Avez-vous raconté tout cela à vos parents ?
Non et cela pour deux raisons. La première parce que ce n’était
pas possible de raconter… c’était difficile…après guerre, il me
semble que les gens n’avaient pas envie d’entendre, ils sortaient de 5 ans de
guerre, de privations, d’interdictions donc à la fin de la guerre il
fallait changer. Et pour ma mère, il y avait une autre raison, c’est
que mon frère n’était pas rentré et toutes les mères,
toutes, pendant 2 ans, elles ont toujours cru que le fils allait revenir parce
que de temps en temps, il y avait un gars qui refaisait surface après
être passé par l’Union Soviétique où il avait été
soigné etc. Donc, je n’ai rien dit à ma mère, elle m’en
a voulu après mais ça n’a pas duré car un jour, peut-être
2 ans après, ma famille a reçu un avis de décès
de mon frère, comme toutes les familles, envoyé par le ministère
des anciens combattants, car sur le groupe des 25, il y en a 15 qui ne sont
pas revenus. Donc ma mère m’a tout de suite dit « tu le savais
qu’il n’allait pas revenir » et bien oui je le savais mais je n’allais
pas… ce n’étais pas la peine… Beaucoup de choses font que l’on a raconté
des trucs mais… et ce que je n’ai jamais fait, maintenant je peux dire que je
peux le regretter avec le recul, mais je suis revenu d’Allemagne à 18
ans et demi, j’étais encore un gamin, à l’époque on était
majeur à 21 ans, il y a des choses que je n’osais pas faire, que je n’aimais
pas faire, les familles des copains qui m’ont demandé d’aller leur expliquer
la vie qu’on avait dans les camps, mais moi, je n’avais pas le courage d’aller
leur expliquer, le gamin n’était déjà pas revenu et il
fallait leur expliquer dans quelles conditions il était mort, maintenant
je peux le dire, mais à l’époque, en 46-47…non, je n’aurais jamais
eu ce courage là…pour les faire souffrir encore davantage…pour qu’ils
imaginent dans quelles conditions il a pu crever pendant des mois et des mois…

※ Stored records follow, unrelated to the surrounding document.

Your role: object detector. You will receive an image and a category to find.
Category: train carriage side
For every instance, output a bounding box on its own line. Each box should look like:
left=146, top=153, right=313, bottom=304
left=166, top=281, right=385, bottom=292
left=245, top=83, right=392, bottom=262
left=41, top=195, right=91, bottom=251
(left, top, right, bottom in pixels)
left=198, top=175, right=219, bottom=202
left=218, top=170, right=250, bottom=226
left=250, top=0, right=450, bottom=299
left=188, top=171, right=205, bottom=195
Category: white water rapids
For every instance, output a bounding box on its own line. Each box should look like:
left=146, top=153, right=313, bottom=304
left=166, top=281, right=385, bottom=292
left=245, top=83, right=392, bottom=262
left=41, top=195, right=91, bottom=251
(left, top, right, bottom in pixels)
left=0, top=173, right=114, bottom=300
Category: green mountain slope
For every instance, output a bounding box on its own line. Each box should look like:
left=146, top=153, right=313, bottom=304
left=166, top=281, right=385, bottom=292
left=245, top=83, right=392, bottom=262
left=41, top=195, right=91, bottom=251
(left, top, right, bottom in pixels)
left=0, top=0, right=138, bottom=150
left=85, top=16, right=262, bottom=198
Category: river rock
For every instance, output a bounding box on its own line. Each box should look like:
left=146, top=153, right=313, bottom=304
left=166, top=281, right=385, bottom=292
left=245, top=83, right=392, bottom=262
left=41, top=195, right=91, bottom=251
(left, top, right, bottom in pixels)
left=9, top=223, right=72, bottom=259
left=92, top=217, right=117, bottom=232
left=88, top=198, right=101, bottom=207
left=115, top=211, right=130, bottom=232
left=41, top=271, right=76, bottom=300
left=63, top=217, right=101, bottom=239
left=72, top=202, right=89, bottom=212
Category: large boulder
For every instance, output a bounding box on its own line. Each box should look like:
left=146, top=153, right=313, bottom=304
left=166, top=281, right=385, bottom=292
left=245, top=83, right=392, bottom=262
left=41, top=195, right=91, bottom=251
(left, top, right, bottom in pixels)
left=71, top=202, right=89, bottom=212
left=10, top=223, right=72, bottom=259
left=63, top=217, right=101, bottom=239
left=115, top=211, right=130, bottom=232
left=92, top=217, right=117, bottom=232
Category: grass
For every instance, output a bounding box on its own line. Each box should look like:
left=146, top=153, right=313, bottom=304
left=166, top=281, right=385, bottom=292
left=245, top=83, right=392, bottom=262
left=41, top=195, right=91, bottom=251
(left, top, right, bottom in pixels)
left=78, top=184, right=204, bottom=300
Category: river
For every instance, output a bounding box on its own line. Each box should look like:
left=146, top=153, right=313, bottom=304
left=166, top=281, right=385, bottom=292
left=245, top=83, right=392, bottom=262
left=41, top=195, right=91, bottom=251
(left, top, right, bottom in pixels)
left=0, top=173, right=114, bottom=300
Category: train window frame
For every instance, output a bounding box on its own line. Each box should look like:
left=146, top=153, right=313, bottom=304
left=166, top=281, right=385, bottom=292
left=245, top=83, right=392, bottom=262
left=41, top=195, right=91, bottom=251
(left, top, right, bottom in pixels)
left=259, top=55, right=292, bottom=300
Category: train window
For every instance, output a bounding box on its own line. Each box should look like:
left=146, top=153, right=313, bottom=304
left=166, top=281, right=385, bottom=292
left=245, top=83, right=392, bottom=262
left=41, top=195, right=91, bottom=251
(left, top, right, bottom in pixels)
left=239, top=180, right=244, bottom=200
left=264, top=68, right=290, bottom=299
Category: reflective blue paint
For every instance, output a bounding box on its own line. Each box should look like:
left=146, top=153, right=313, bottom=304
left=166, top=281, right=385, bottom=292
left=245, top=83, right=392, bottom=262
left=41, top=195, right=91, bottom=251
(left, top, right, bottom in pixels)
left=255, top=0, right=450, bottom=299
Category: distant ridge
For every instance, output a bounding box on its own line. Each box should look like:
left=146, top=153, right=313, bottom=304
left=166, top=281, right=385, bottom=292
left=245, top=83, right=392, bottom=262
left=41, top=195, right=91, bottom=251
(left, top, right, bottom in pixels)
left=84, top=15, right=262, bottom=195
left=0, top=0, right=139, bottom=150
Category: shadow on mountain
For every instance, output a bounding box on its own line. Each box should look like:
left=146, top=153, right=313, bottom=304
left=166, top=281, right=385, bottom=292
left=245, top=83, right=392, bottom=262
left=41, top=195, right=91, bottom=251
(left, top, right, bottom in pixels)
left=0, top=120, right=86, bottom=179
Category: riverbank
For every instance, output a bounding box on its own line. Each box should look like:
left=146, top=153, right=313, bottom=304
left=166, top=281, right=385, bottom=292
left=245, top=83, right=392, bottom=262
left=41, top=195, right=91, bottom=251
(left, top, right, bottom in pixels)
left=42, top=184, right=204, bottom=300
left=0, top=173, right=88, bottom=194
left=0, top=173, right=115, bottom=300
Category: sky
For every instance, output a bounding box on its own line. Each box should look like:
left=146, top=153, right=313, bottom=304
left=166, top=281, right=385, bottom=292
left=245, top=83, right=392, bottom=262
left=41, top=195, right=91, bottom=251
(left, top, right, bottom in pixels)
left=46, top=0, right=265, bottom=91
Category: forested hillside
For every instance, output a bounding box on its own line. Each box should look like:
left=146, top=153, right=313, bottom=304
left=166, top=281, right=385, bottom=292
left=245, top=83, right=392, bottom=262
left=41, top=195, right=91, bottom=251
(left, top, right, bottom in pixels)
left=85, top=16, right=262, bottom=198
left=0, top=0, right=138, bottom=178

pour moi, il valait mieux qu’ils ne sachent pas… Maintenant, si je devais donner
une impression, je dirais que je regrette de ne pas l’avoir fait, mais à
l’époque…
Quand avez-vous commencé à raconter ?
Longtemps après, je crois que c’est valable pour nous tous, mais c’est
vrai que ce qu’on avait à dire était tellement inimaginable qu’on
risquait de passer pour des affabulateurs auprès des gens. Il y avait
eu quelques articles, quelques récits, mais ça n’allait pas loin.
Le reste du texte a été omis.